Because pottery has traditionally been used to save or store things, Walker feels her simple pots represent hope and the promise of tomorrow. “These jars, descended from ancient prototypes, carry ancient emblems. They stand in testimony to what has been achieved, what has been hoped for, and what may also be lost. They are at once spectators and votaries,” she says.
Part of the impact of the exhibit derives from the sheer number of vessels and the variety of their colors and finishes. It’s hard to resist touching them, although many guests didn’t repress this urge at Pergola’s opening party this past weekend, when lots of individual vessels and whole curated groups (vessel families, as it were) went happily to their new homes. Some collectors even asked Walker to bless and kiss them goodbye. Rod Pleasants, president of McIver Morgan Interior Design and Architecture, bought three vessels, each with a subtle celadon glaze. He plans on keeping one, and giving the other two as gifts. “Walker works in a wide range of color and style,” he says. “The vessels move from very subtle matte finishes to vibrant intense color—not many artists are capable of that.”
“The elements of human innovation, community, survival, and hope are implied in this collection,” Walker says. “Human survival is no longer an individual crisis. The future of the planet itself has become a commonplace of international debate. The human community grows closer in the face of such a threat, and our survival will depend not only on cooperation and change but, to an even greater extent, on our struggle to become more conscious and generous, the aspirations of the sangha, the Buddhist devotional community.”
All told, the vessels range from crude to more refined, reflecting the diversity within a community. However they end up, they all start as simple, unglazed, earthen pots from Mexico, similar to the vessels made in rural cultures for centuries. Some get left partially raw, while others are highly saturated with pigment. Walker then embeds a fragment of a Tibetan prayer flag in the surface, a gesture that, according to artdaily.org, “evokes the long tradition in Tibet of making “treasure vases”—small decorated jars filled with talismans and sacred stones that are sealed and buried to bless and protect the earth and its beings—while simultaneously symbolizing spiritual generosity.”

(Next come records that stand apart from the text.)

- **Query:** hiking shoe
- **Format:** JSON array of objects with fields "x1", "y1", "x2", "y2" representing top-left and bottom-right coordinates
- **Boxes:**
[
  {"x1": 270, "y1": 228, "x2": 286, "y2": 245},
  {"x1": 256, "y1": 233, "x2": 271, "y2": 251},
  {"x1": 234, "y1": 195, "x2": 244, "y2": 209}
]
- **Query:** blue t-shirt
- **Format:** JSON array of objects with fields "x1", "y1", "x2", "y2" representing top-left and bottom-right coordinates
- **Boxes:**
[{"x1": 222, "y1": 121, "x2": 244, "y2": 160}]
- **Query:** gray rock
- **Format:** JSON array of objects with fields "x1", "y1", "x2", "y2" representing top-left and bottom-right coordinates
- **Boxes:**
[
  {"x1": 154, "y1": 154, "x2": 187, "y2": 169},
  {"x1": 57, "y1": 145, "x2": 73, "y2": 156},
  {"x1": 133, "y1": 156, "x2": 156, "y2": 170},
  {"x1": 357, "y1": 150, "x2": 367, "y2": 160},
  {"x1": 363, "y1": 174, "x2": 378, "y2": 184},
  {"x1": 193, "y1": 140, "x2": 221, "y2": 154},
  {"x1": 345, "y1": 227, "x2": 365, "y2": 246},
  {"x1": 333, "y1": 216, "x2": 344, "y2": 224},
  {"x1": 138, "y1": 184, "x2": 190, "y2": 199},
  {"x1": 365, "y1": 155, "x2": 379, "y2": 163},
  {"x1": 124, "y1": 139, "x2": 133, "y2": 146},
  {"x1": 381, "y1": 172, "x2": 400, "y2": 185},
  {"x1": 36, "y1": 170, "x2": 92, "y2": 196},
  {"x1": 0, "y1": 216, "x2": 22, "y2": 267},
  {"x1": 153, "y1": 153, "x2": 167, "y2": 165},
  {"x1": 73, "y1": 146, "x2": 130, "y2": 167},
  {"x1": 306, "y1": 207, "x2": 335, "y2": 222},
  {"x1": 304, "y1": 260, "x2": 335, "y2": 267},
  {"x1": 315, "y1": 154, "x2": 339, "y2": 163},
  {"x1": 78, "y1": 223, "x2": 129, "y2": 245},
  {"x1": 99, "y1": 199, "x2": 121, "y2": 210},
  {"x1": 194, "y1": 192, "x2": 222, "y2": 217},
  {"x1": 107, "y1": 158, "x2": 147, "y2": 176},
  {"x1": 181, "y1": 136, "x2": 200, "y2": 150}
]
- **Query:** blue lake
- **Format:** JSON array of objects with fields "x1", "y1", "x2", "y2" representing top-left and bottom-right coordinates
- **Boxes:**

Walker then numbers each vessel and applies one of an array of finishes. “The washes, patinas, and textures created are distinctive and beautiful,” says Agnes Gund, former president of the Museum of Modern Art (MoMA) and Walker’s friend. Gund first admired Kathryn’s exquisite vessels some years ago. “They have stuck with me ever since,” Gund says. “I feel that each piece, despite its small stature, is a powerful presence capable of standing on its own—unique little jewels in a wide range of colors, textures, and embellishments. With their subtle distinctions in size and shape, they seem to reference different cultures and periods of history.” While those washed in celadon are reminiscent of fine Korean pottery, others, according to Gund, are highly decorated with an intricate and repetitive motif that suggests fine china. Some bring the ceramics of ancient Persia to mind, or recall Japanese calligraphy and Chinese scroll paintings. “The installation of one thousand pots is provocative and uplifting, too,” Gund says, “and symbolic of the differences and beauty in every individual. It speaks to the unique presence each of us contributes to the world and to the vital importance of our commonality.”
On a more material level, all of the individual vessels are $90 each, regardless of size. Groupings of vitrines (curated by Gund and Whitman together) range from about $370 to $1,150, depending in the number of vessels in each.